History

England
- Name: HMS Poole
- Ordered: 5 June 1695
- Builder: Joseph Nye & George Moore, East Cowes
- Launched: 6 August 1696
- Commissioned: 1696
- Fate: Sunk as a breakwater, 8 July 1737

General characteristics as built
- Class & type: 32-gun fifth rate
- Tons burthen: 38143⁄94 tons (bm)
- Length: 108 ft 6 in (33.07 m) gundeck; 90 ft 1.5 in (27.47 m) keel for tonnage;
- Beam: 28 ft 2.5 in (8.60 m)
- Depth of hold: 10 ft 7 in (3.23 m)
- Propulsion: Sails
- Sail plan: Full-rigged ship
- Complement: 145/110
- Armament: as built 32 guns; 4/4 × demi-culverins on lower deck; 22/20 × 6-pdr guns on upper deck; 6/4 × 4-pdr guns on quarter deck;

= HMS Poole (1696) =

HMS Poole was a 32-gun fifth rate built by Joseph Nye & George Moore of East Cowes on the Isle of Wight in 1695/96. She spent the first part of her career on trade protection and counter piracy patrols. After 1719 she was converted to a fireship. She was finally sunk as a breakwater at Harwich in July 1737.

She was the first vessel to bear the name Poole in the English and Royal Navy.

==Construction and specifications==
She was ordered on 5 June 1695 to be built under contract by Joseph Nye & George Moore of East Cowes on the Isle of Wight. She was launched on 6 August 1696. Her dimensions were a gundeck of 108 ft 6 in with a keel of 90 ft 1.5 in for tonnage calculation with a breadth of 28 ft 2.5 in and a depth of hold of 10 ft 7 in. Her builder's measure tonnage was calculated as 38143/94 tons (burthen).

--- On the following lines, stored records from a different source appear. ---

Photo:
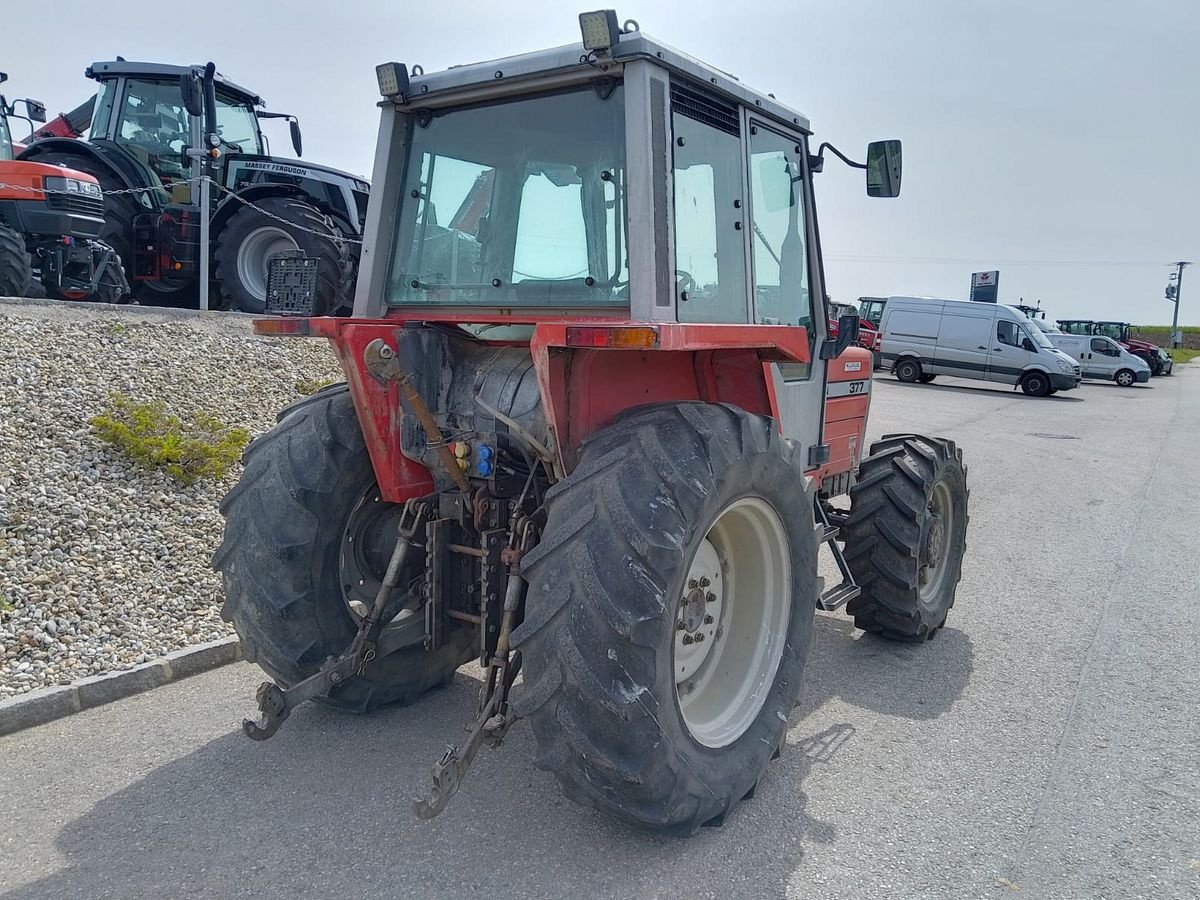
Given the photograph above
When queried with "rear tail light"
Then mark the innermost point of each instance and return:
(622, 337)
(282, 328)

The gun armament initially was four demi-culverins on the lower deck with two pair of guns per side. The upper deck battery would consist of between twenty and twenty-two 6-pounder guns with ten or eleven guns per side. The gun battery would be completed by four 4-pounder guns on the quarterdeck with two to three guns per side.

==Commissioned service==
HMS Poole was commissioned during 1696 under the command of Captain James Worthington until he drowned at Harwich on 16 October 1697. He was replaced by Captain John Cranby until his death on 19 December 1702. She sailed with Vice-Admiral Matthew Aylmer's Fleet to the Mediterranean for the suppression of piracy. With the Fleet they were off Lisbon in 1698 then sailed into the Mediterranean in 1699, patrolling off Tunis, Tripoli, and Algiers. She was off Cape Verde in 1700. She returned to Home Waters and patrolled of Dunkirk in the summer of 1701 as part of Captain Basil Beaumont's Squadron. In 1703 she was under Captain Robert Hughes when she sailed to the Mediterranean in September 1703. She returned to Home Waters and patrolled in the North Sea in 1704. In 1705 she was under the command of Captain Edward Windsor patrolling off Guinea. Around October 1706 she was under Captain Galfridus Walpole until 1709. She was sailing with Hardy's squadron to the Mediterranean in 1708. She joined Sir George Byng's Fleet in 1709. In 1711, Captain William Gray was in command patrolling in Irish Waters.

She was converted to a fireship of 8 guns with a crew of 50 personnel at Portsmouth by Admiralty Order on 14 April 1719 at a cost of £1,615.19.0.75d from April to August 1719. She was recommissioned in 1719 under the command of Commander Isaac Townsend, followed by Commander Henry Medley in February 1720 for service in the Baltic Sea with Sir John Norris's Fleet. They sailed to the Baltic on 16 April and returned on 20 October 1720. Around February 1721 she was under Commander John Trevor in the Baltic Sea. She returned and was surveyed in January 1722. She underwent a great repair at Deptford from February 1723 to April 1724 at a cost of £3,517.9.9d. She was recommissioned around February 1726 under Commander William Hervey (promoted to captain in June 1727) to sail with Sir Charles Wager's Fleet to the Baltic. The Fleet returned to Home Waters anchoring at Gunfleet on 1 November 1726 without having fired a shot in anger. She again was fitted as a fireship for £1,592.0.4d cost to the hull only between April and May 1729. She was recommissioned around February 1734 under the command of Commander Gilbert Wallis for service with Sir John Norris's Fleet. The Fleet was off the Tagus by Lisbon, Portugal in 1735 to subdue Spanish hostile action against Portugal. In March 1737 she came under Commander John Forbes. She was again converted to a fireship for £840.19.1.25d by Admiralty Order 18 February 1737.

==Disposition==
She was sunk as a breakwater at Harwich under Admiralty Order on 8 July 1737.